The British Psychological Society similarly condemned the practices highlighted in the report, noting that there's no evidence that torture techniques are effective.
The content of the report "blemishes the reputation of the psychological profession worldwide", says Telmo Mourinho Baptista, a University of Lisbon psychology professor, speaking on behalf of the European Federation of Psychologists' Associations, or EFPA.
"EFPA is deeply shocked about what has happened and will follow APA’s way of dealing with the damage incurred with keen interest.
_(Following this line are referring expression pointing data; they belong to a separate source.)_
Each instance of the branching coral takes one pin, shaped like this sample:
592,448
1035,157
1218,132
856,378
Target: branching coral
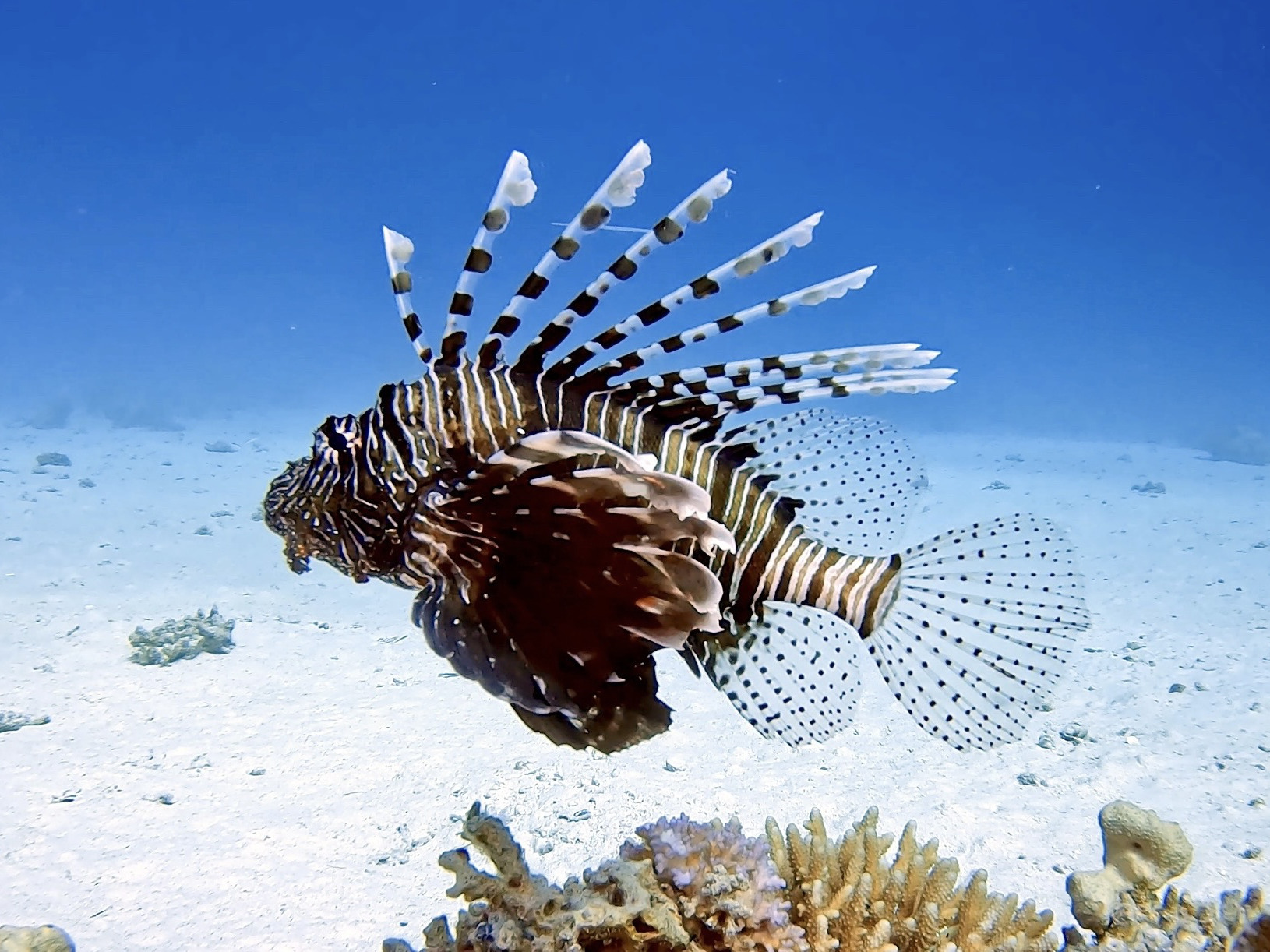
727,889
707,887
850,899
The outcomes of this will be decisive for the standing of APA and future relationships."
The recent findings of the Hoffman report regarding the misconduct and collusion of the APA with agencies such as the Department of Defense have profound implications for the profession of psychology teaching of psychology. In short, it shows that a profound gap in ethical thinking and understanding exists in the discipline.
This inappropriate situation stems in part from the fact that current psychology undergraduate and graduate curriculi do not include sufficient attention to international human rights standards and their connection with professional ethics.
If the gaps in ethics teaching and action are not addressed, the profession of psychology will be unable to fulfil its ethical obligations and will likely continue to violate the Do No Harm ethical imperative.
Michael Wessells is a professor at Columbia University. He served on the APA task force but resigned over concerns detailed in the Hoffman report. He also was interviewed as part of Hoffman's investigation.